Type of Document Master's Thesis Author Kulkarni, Madhav Mukund Author's Email Address email@example.com URN etd-0709103-175151 Title Immiscible and Miscible Gas-Oil Displacements in Porous Media Degree Master of Science in Petroleum Engineering (M.S.P.E.) Department Petroleum Engineering Advisory Committee
Advisor Name Title Dandina N. Rao Committee Chair Julius P. Langlinais Committee Member William Blanford Committee Member Keywords
- brine composition
- tertiary gas injection
- gas injection
- core length
- mobility control
Date of Defense 2003-07-09 Availability unrestricted AbstractGas Injection is the second largest EOR process in U.S. To increase the extent of the reservoir contacted by displacing fluids, gas and water are injected intermittently - water-alternating-gas (WAG) process, is widely practiced.

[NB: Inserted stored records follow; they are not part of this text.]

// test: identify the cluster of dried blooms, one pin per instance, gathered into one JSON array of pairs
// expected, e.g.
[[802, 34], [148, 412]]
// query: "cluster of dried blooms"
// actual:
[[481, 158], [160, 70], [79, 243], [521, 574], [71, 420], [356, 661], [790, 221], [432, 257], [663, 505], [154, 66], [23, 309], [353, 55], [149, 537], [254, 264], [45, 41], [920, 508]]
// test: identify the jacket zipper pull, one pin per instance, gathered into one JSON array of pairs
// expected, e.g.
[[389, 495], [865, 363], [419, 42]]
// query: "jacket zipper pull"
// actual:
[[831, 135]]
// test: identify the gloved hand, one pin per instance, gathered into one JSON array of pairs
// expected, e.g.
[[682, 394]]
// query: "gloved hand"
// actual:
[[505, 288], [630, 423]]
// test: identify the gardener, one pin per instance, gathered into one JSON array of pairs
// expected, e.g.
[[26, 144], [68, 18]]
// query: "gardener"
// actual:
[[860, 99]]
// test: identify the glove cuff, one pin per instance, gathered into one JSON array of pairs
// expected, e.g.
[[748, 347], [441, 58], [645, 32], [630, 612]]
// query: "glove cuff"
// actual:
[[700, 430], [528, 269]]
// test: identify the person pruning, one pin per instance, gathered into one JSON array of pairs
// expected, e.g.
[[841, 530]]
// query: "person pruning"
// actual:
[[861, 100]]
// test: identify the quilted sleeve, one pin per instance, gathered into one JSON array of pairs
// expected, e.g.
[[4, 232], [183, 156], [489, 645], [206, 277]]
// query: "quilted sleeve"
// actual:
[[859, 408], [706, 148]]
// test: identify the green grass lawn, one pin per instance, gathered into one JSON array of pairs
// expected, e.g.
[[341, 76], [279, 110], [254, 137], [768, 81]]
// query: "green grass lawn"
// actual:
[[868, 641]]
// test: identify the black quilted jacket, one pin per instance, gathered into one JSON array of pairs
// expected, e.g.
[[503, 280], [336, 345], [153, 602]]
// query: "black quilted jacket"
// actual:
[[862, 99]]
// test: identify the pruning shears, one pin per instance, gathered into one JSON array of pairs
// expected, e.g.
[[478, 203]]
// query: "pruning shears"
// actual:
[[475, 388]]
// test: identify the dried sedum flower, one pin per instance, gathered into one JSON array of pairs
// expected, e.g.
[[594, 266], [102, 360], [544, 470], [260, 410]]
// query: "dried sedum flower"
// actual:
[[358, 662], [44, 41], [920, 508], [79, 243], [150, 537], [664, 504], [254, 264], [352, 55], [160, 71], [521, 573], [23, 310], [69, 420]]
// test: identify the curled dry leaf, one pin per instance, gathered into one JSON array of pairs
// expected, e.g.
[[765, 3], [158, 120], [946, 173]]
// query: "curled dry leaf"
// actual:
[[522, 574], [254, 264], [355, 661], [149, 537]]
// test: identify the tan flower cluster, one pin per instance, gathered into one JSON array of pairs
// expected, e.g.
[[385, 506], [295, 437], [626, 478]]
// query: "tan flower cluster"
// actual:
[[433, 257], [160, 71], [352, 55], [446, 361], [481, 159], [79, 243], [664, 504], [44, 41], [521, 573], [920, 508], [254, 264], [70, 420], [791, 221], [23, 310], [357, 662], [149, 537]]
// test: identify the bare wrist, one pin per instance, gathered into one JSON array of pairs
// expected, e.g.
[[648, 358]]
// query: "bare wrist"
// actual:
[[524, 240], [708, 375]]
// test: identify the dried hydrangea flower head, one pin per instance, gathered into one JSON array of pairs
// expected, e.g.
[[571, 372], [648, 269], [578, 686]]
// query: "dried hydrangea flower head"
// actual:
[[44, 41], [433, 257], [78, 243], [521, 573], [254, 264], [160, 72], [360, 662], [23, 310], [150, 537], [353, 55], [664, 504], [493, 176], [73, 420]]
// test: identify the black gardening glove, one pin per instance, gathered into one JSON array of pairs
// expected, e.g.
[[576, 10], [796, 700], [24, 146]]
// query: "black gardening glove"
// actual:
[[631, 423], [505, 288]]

This experimental study is aimed at evaluating the WAG process performance in short and long cores as a function of gas-oil miscibility and brine composition. This performance evaluation has been carried out by comparing oil recoveries between WAG injection and continuous gas injection (CGI).
Miscible (2500 psi) and immiscible (500 psi) floods were conducted using Berea cores, n-Decane and two different brines, namely the commonly used 5% NaCl solution and another the multicomponent brine from the West Texas Yates reservoir. Each of the ten corefloods consisted of series of steps including brine saturation, absolute permeability determination, flooding with oil (drainage) to initial oil saturation, flooding with brine (imbibition) to residual oil saturation, and finally, tertiary gas injection to recover the waterflood residual oil.
It was found that comparing tertiary gas floods only on the basis of recovery yielded misleading conclusions. However, when oil recovery per unit volume of gas injection was used as a parameter to evaluate the floods, miscible gas floods were found more effective (recovery 60-70% higher) than immiscible floods. The WAG mode of injection out-performed the CGI floods. At increased gas volume injection, the performance of miscible CGI flood, inspite of the high injection pressure, approached the immiscible floods. A change in brine composition from 5% NaCl to 9.26% multivalent Yates reservoir brine showed a slight adverse effect on tertiary gas flood recovery due to increased solubility of CO2 in the latter. While immiscible WAG floods in short cores donot show appreciable improvement over CGI immiscible floods, WAG recovery was 31% higher than 6-ft CGI floods. The results of this study prompted a new process by combining CGI and WAG modes of gas injection. Such a process was found patented and practiced in the industry.
In addition to providing performance characteristics of the WAG process, this study has indicated directions for further research aimed at improving oil recovery from gas injection processes.